Chapter Text
The sky is slate. Rendered moonless and starless by thick clouds, it offers no light aside from the golden corona clinging to the cliff’s edge — the light from the house impossibly far above.
Hannibal can just make out the shadowy outline of his hand when he summons the strength to lift it. He’s lying on his back, his throat raw from coughing out the waters of the Chesapeake Bay, his muscles spasmed against the line of heat stabbing straight through his torso. Brackish water and bullet wounds don’t mix.
He’s lost significant blood in the last few minutes and it’s left him breathless, unfocused, and sapped of all strength. His mind drifts with the clouds overhead as they thin just enough to reveal a glimpse of the moon before veiling it again.
It takes too long for his blood-starved brain to remember why he is lying on a bed of rocks and sand.
“Will,” he rasps, and ignores the agony that flares white-hot in his gut when he forces himself upright. His vision flickers; he should not have moved so quickly. He pulls in long, even breaths and waits for the black spots to clear from his vision. It takes more torturous seconds for his eyes to fully adjust to the absence of light.
Will is facedown a few feet away.
Hannibal moves with no grace when he half-drags himself to Will’s side, ignoring the pain waking in what feels like every nerve ending he possesses. Bruises, scrapes, lacerations, the bullet wound, the scrape of each breath in his lungs — it’s shocking that he’d managed to pull the two of them to shore in this condition, even more ludicrous that they’d survived the fall at all.
Of course, surviving had not been Will’s design for either of them.
He can’t define his own hesitation when his hand hovers over Will’s throat to check for a pulse. He’s glad he can only barely see the shape of his hand; he can feel it shaking. He reaches for Will, and his muscles scream in protest again, whether from residual aches or the fact that he is clenching them tightly against the possibility that Will might be —
Will splutters violently, a rush of water spilling from his mouth as his diaphragm heaves. He makes a sound as he turns himself over, a groan that Hannibal can’t decrypt into words. His chest bumps against Hannibal’s knees and Will’s eyes lock onto his even in the near total darkness. This time, Hannibal understands the groan clearly as Will repeats it.
“No…”
His hands freeze in their trajectory toward the oozing knife wound beneath Will’s clavicle; he shrinks back and rests his fingers against the cold sand instead.

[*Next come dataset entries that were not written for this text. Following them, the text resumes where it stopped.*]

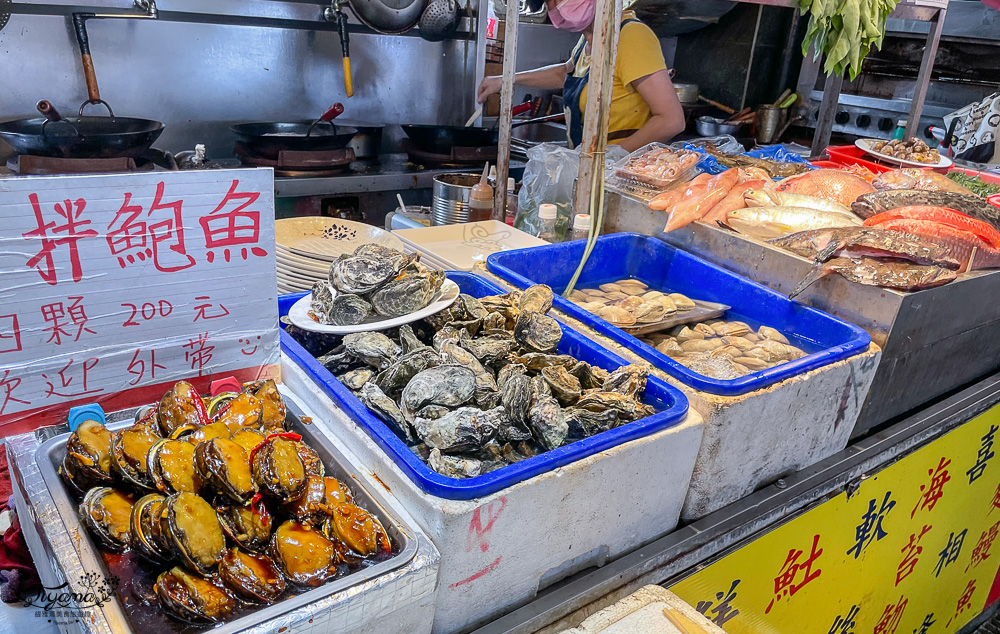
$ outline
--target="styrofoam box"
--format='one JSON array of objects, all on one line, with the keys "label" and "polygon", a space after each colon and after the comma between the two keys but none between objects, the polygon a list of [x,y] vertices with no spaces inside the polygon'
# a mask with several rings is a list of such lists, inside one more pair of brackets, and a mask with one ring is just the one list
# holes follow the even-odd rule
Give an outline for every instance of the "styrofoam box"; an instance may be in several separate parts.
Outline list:
[{"label": "styrofoam box", "polygon": [[[311,409],[336,409],[301,369],[286,369],[282,380]],[[564,577],[673,530],[702,437],[702,419],[692,410],[663,431],[493,495],[456,501],[421,491],[363,429],[335,413],[316,424],[331,426],[339,446],[368,465],[358,477],[398,499],[441,554],[434,632],[495,618]]]},{"label": "styrofoam box", "polygon": [[[307,382],[308,379],[303,381],[305,377],[301,370],[284,355],[282,375],[281,391],[284,397],[293,399],[305,415],[312,417],[319,430],[334,438],[330,430],[339,425],[340,419],[346,418],[344,414],[333,409],[331,403],[318,401],[315,394],[309,393],[318,393],[318,390]],[[294,386],[287,380],[289,378],[297,379]],[[334,442],[337,442],[336,438]],[[6,439],[14,489],[12,497],[25,541],[42,582],[48,587],[57,587],[67,577],[79,577],[83,568],[72,538],[64,528],[34,462],[35,450],[40,444],[33,433]],[[362,486],[369,490],[384,486],[363,466],[368,464],[366,460],[360,459],[343,443],[338,443],[338,448],[346,463],[353,466],[352,475]],[[241,634],[277,631],[284,634],[430,632],[440,561],[437,549],[428,535],[417,528],[418,524],[407,513],[405,504],[391,494],[384,497],[389,510],[402,521],[401,528],[412,532],[410,537],[417,544],[413,559],[401,568],[242,630]],[[93,619],[85,617],[77,623],[61,624],[60,629],[67,634],[111,634],[110,624],[99,611]]]}]

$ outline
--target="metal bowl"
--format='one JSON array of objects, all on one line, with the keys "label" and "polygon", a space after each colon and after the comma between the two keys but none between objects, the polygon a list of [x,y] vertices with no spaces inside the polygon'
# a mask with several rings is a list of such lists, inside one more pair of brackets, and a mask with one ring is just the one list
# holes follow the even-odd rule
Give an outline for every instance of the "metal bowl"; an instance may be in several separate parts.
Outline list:
[{"label": "metal bowl", "polygon": [[694,127],[701,136],[718,136],[720,134],[736,135],[742,123],[723,123],[725,119],[715,117],[698,117],[694,120]]}]

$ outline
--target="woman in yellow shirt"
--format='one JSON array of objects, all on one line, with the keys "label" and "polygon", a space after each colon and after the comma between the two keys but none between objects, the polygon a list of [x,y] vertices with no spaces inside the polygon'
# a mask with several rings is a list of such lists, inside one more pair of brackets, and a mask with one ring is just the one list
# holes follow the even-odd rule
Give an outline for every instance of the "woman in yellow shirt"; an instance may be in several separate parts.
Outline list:
[{"label": "woman in yellow shirt", "polygon": [[[543,0],[528,0],[532,10]],[[573,146],[583,136],[583,112],[587,103],[590,78],[590,45],[594,37],[596,0],[544,0],[553,26],[582,32],[583,37],[564,63],[517,73],[520,86],[544,90],[563,90],[566,125]],[[615,59],[614,84],[611,89],[611,113],[608,140],[631,152],[653,141],[669,141],[684,129],[684,110],[670,81],[660,41],[652,29],[640,22],[632,11],[622,14]],[[501,77],[493,75],[479,85],[477,99],[486,101],[500,91]]]}]

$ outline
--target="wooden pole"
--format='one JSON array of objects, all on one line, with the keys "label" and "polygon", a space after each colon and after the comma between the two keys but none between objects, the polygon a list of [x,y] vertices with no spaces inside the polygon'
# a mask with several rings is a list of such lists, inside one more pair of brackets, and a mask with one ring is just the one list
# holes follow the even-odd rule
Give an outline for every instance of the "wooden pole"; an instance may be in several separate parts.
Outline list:
[{"label": "wooden pole", "polygon": [[587,105],[584,110],[587,114],[583,118],[583,140],[580,143],[580,176],[576,183],[578,214],[591,213],[593,175],[598,161],[604,161],[621,21],[622,0],[597,0],[590,51],[590,80],[587,82]]},{"label": "wooden pole", "polygon": [[[485,4],[485,0],[480,2]],[[497,186],[493,196],[493,219],[504,221],[507,174],[510,173],[510,137],[514,108],[514,73],[517,65],[517,15],[521,3],[507,0],[503,38],[503,85],[500,88],[500,145],[497,148]]]}]

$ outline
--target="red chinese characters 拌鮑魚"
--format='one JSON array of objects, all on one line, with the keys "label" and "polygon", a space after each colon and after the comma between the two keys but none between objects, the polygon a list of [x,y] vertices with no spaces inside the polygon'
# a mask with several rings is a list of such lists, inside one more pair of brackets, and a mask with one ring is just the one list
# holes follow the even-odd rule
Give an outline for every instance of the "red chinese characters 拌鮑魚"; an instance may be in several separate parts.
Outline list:
[{"label": "red chinese characters \u62cc\u9b91\u9b5a", "polygon": [[83,267],[80,264],[79,242],[84,238],[96,237],[97,231],[86,229],[90,224],[84,219],[83,211],[87,208],[87,201],[83,198],[76,200],[66,199],[61,203],[56,203],[53,208],[59,220],[45,221],[45,214],[42,205],[38,200],[38,194],[29,194],[31,209],[35,214],[35,228],[21,234],[27,240],[38,240],[38,252],[28,258],[26,266],[29,269],[36,269],[46,284],[55,286],[59,283],[56,274],[56,249],[65,246],[66,254],[69,257],[70,275],[74,282],[83,279]]}]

Will is still drawing a death shroud around himself, determined to remove them both from the land of the living. He would die rather than embrace what they had just done together. What they could still do.
Hannibal’s persistent pain ebbs, leaving a bone-deep exhaustion in its place. His lungs ache as he exhales; the breath catches in his chest, his throat, against his parched lips. He’s all but been bled dry of blood and strength, and he has very little of either left, but he could still save Will. He could save both of them. They’ve survived the worst, and a few stitches and bandages would set them to rights. Will is barely moving. He could drag him up the beach and keep him sedated while they healed. He would be much less prone to suicidal tendencies when faced with the prospect of recovered health, surely.
Will’s breath is coming shallow and fast, and he hasn’t moved. He’s shivering; they both are.
Hannibal’s visions of forcing him to recover evaporate into the cold air, leaving him with uncertainty that stings like the salt still clinging to his skin.
“Will,” he says, as steadily as he can manage when they’re halfway to death’s door and Will is determined they should make the remainder of the trip. “I believe I can save us.”
Will’s eyes are closed and he doesn’t answer, but Hannibal can see his fingers tighten into fists against the rough, rocky sand. He’s listening.
“I need you to speak,” he continues, over the languid lap of the water. It pulses distantly, like a rush of blood in his ears. “I find…I find myself unwilling to take this choice away from you.”
And there are Will’s eyes, snapping open again, gleaming in what little light they have.
Hannibal leans in, a graceless, jerking movement of his strained muscles. He isn’t quite sure whether he’s struggling to hold himself up or hold himself back.
“Will you pick up your life, Will?”
Will’s silence is as absolute as stone. Hannibal wonders what he will do if Will decides to die. He could drag himself down the beach alone, patch up his wounds, and disappear. Or he could collapse against the rocks beside Will and stare up at the sky with him until both their hearts stutter to a halt.
The former, he thinks, seems remarkably unappealing.
Hannibal waits.
Will’s silence shifts before his expression does. Hannibal can barely see his smile, but he can hear it plainly. In the darkness, it’s impossible to make out whether it’s joy or despair spreading over his face.
“Alright,” Will whispers, his voice half-choked with water and blood. “Save me.”